I normally get 60 kbps average downloading. speed on my photon+, and rarely it crosses 100 kbps.. plus it doesn't disconnect frequently like other wireless dongles. 

Are you not getting speeds on BSNL 3G? I was thinking of shifting to MTNL 3G here, in delhi. Don't know what the speeds are, and the services, too.


----------



## vidhubhushan (Oct 6, 2011)

Photon+ uses cdma. there are dynamic ips given and as far as speed is concerned, it depends upon your area and also time. better ask for a demo.
speed varies a lot and as far as support is concerned, it is not very good. i have talked to cs people for 7-8 times and i have found MORONS only.
they even blocked some 35 sites including rapidshare (but no torrent block) for 7-8 days last month just like that without any prior info and any proper explanation.


----------



## gurujee (Oct 8, 2011)

Oh..Dynamic IPs that means the same message "you are currently downloading a file, please wait"... !!! 

Seems doubtful...ANyway thanks very much for your reply.


----------



## gameranand (Oct 8, 2011)

go for MTNL 3G much better than any ISP out there.


----------



## Vedanta (Oct 8, 2011)

gameranand said:


> go for MTNL 3G much better than any ISP out there.



Thanks .. and I am going for Micromax MMX 310G 3G USB Modem, seems the best option.. can u please suggest?


----------



## gameranand (Oct 8, 2011)

Well its your call but MTNL have best plans. Rs 4500 for 6 months unlimited.


----------



## Vedanta (Oct 11, 2011)

Yes I will use MTNL with the Micromax modem. Currently I have considered MMX 310G which is max 3.6 mbps and can be used with any sim.. do u think speeds will be more than this limit?
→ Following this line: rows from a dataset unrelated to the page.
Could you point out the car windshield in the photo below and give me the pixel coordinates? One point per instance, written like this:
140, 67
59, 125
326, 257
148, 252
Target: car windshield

I think 7.2 mbps will currently be a waste of money, isn't it?


----------



## gameranand (Oct 13, 2011)

Yes opt for 3.6 for now but if you want to be future prood then you can go for 7.2


----------



## gurujee (Oct 13, 2011)

got photon+. seems satisfied with the speed. 
orissa has bsnl. and its slow. photon is  expensive but its worth if u are not dl hungry.

Rs.1200 for 10gb unlimited


----------



## thetechfreak (Oct 13, 2011)

Congrats!
But how is 10 gigs unlimited 

I guess you are lucky as you are getting good speeds!


----------



## JojoTheDragon (Oct 13, 2011)

^ Beware, that 10gb is Upload + Download.


----------



## gameranand (Oct 13, 2011)

thetechfreak said:


> Congrats!
> But how is 10 gigs unlimited
> 
> I guess you are lucky as you are getting good speeds!



He must be talking about FUP.


----------



## gurujee (Oct 15, 2011)

10 gb in 3.1mbps, afterwards speed will be 155kbps


----------



## gameranand (Oct 16, 2011)

thats terrible.


----------



## asingh (Oct 16, 2011)

gameranand said:


> He must be talking about FUP.




I doubt they FUP. I have the 15GB plan, once I cross it they start to charge me extra but the speeds remain the same.


----------



## gurujee (Oct 18, 2011)

JojoTheDragon said:


> ^ Beware, that 10gb is Upload + Download.



yes, its shocking...i wasnt aware of this. Just sent a 700mb file to my bro. and checked the upload is calculated as cumulative usage...


----------



## gameranand (Oct 18, 2011)

asingh said:


> I doubt they FUP. I have the 15GB plan, once I cross it they start to charge me extra but the speeds remain the same.



Acually he said about UL so I thought its FUP. Thanks for clarification.


----------



## vidhubhushan (Oct 24, 2011)

this 10GB comes under FUP (10GB Unlimited plan). this 10GB is upload + download and after this the speed goes down to 150 something


----------